2. The attention mechanism-guided progressive segmentation human body analysis system as claimed in claim 1, wherein the feature extraction module FEM1 and the feature extraction module FEM2 each comprise: convolutional layer Conv11, convolutional layer Conv12, convolutional layer Conv13, convolutional layer Conv14, convolutional layer Conv15, convolutional layer Conv16, convolutional layer Conv17, and addition module 11;

3. The attention mechanism-guided progressive segmentation human body interpretation system of claim 1, wherein the adaptive attention module GAM1 and adaptive attention module GAM2 each comprise: convolutional layer Conv21, convolutional layer Conv22, global mean pooling layer 21, global mean pooling layer 22, addition module 21, Softmax layer, and multiplication module 21;

the output end of the global mean pooling layer 21 is in communication connection with the input end A of the adding module 21, and the output end of the global mean pooling layer 22 is in communication connection with the input end B of the adding module 21;

4. A human body analysis method by progressive division guided by attention mechanism is characterized by comprising the following steps:

5. The attention mechanism-guided progressive segmentation human body analysis method according to claim 4, wherein the step S2 includes the steps of:

s21, preprocessing the training data set;

6. The attention mechanism-guided progressive segmentation human body analysis method according to claim 5, wherein the step S21 includes the following steps: and carrying out random scaling processing of 0.5-1.5 on the data in the training data set and carrying out operations of cutting and left-right turning on the data in the training data set.

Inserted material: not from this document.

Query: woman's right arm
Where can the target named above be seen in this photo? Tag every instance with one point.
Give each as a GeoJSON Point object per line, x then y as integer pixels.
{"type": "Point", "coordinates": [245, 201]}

7. The attention mechanism-guided progressive segmentation human body analysis method according to claim 5, wherein the initial parameters and the training rules in the step S22 include the following expressions:

L_APPNet＝L_parsing+αL_sailency(2)

α＝1(3)

power＝0.9(4)

base_lr＝0.007(5)

wherein, the formula (1) is a learning rate iteration rule, lr is a current learning rate, base _ lr is an initial learning rate, iter is a current iteration number, max _ iter is a total iteration number, and power is an index parameter; equation (2) is a loss function of the training rule, L_parsingFor the cross-entropy loss of the segmentation prediction graph and the segmentation annotation graph, L_sailencyThe cross entropy loss of the significance prediction graph and the real labeling graph is shown, and alpha is a proportion parameter used for balancing the segmentation loss and the significance loss.